Start with the most capable model available. The same model used for the main task works as judge (the judge performs a different, narrower task). Optimize for cost later once alignment is confirmed.
优先使用可用的能力最强的模型。主任务使用的模型也可以作为评估器(评估器执行的是不同的、更窄的任务)。确认评估效果符合预期后再优化成本。

Anti-Patterns

反模式

  • Vague criteria like "is this helpful?" Target a specific, observable failure mode from error analysis.
  • Holistic judge for the entire trace. A single judge covering multiple dimensions produces unactionable verdicts.
  • No few-shot examples. Without examples, the model won't know what counts as a failure in your application.
  • Dev/test examples used as few-shot. This is data leakage. Use only the training split.
  • Likert scales (1-5, letter grades, etc.). Binary pass/fail only. Likert scales produce scores that sound precise but can't be calibrated: annotators disagree on the difference between a 3 and a 4, and the judge inherits that noise. Binary forces you to define a clear decision boundary upfront, which makes inter-annotator agreement measurable and the judge's errors actionable. If you need to capture severity, use multiple binary judges (e.g., "factually wrong" and "dangerously wrong") rather than one ordinal scale.
  • Skipping validation. Measure alignment with human labels using validate-evaluator before trusting the judge.
  • Judges for specification failures without fixing the prompt first. If the prompt never asked for the behavior, add the instruction before building an evaluator. For critical requirements, a judge can still serve as a regression guard.
  • 模糊的评估标准,例如「这是否有用?」 应该针对错误分析中得出的具体、可观测的故障模式设计评估器。
  • 覆盖整个轨迹的综合评估器。 单个评估器覆盖多个维度会得到无法落地的判定结果。
  • 没有少样本示例。 没有示例的话,模型无法知道你的应用中什么才算故障。
  • 使用开发集/测试集的样例作为少样本。 这属于数据泄露,仅允许使用训练集的样例。
  • 使用李克特量表(1-5分、字母评分等)。 仅允许使用二元Pass/Fail。
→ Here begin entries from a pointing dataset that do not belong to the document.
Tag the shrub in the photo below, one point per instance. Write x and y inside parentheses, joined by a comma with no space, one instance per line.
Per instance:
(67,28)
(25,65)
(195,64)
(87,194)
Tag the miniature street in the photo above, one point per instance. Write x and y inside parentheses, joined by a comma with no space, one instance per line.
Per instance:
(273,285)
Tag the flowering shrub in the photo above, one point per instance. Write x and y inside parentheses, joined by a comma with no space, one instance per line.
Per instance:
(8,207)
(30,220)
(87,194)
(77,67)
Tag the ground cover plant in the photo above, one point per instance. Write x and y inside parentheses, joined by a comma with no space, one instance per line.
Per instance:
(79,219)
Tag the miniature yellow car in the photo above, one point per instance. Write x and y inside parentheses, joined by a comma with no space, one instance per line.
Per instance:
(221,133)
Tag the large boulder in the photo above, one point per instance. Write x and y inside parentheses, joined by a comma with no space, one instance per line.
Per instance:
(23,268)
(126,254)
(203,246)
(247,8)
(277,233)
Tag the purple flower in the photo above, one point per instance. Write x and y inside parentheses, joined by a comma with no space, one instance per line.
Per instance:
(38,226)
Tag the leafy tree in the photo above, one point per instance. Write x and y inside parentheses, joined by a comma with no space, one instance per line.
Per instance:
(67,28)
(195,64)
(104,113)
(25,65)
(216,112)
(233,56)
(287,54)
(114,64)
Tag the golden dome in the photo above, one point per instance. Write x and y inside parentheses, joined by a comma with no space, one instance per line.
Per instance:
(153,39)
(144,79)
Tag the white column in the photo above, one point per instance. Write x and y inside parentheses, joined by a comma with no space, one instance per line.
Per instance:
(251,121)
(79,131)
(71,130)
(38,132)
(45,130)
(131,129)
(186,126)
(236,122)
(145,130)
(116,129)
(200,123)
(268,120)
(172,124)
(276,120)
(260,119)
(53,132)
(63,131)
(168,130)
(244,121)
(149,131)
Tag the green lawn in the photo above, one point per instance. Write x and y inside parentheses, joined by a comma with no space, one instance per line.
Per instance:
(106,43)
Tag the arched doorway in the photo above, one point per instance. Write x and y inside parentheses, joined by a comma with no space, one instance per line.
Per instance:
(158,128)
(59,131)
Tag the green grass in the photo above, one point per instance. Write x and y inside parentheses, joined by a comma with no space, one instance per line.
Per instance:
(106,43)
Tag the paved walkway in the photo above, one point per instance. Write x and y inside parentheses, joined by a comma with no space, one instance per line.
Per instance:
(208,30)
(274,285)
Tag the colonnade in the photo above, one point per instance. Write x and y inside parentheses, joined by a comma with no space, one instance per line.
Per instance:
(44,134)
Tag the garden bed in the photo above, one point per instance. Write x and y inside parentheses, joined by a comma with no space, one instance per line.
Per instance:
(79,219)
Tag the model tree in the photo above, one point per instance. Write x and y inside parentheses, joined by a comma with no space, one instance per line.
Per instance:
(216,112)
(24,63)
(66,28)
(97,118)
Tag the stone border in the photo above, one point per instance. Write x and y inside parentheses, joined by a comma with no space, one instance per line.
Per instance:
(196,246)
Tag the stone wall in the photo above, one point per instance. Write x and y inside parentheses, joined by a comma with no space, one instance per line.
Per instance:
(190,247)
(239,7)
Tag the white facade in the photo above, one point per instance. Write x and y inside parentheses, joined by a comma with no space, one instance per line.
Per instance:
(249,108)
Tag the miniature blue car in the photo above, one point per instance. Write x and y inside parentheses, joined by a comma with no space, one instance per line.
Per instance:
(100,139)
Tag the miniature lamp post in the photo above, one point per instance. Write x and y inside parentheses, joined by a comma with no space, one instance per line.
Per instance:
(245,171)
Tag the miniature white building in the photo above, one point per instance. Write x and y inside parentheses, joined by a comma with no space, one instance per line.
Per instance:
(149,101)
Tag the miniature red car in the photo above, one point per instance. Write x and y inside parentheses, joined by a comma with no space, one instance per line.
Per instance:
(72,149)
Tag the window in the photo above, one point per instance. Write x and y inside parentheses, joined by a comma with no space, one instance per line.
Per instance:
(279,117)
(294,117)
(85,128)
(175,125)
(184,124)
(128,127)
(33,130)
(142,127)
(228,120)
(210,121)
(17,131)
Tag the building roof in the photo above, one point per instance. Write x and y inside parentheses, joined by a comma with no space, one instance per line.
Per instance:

李克特量表的分数看起来精确,但无法校准:标注人员对3分和4分的差异无法达成一致,评估器也会继承这种噪声。二元判定会强制你预先明确定义决策边界,使得标注人员之间的一致性可衡量,评估器的错误也可落地优化。如果你需要区分严重程度,可以使用多个二元评估器(例如「事实错误」和「危险错误」),而非单个序数评分量表。
  • 跳过验证。 在信任评估器的结果前,要使用validate-evaluator工具衡量评估器和人工标注的对齐度。
  • 针对规范类故障构建评估器前不先修复提示词。 如果你的提示词根本没有要求对应行为,先添加对应的指令再构建评估器。对于核心要求,评估器仍然可以作为回归防护。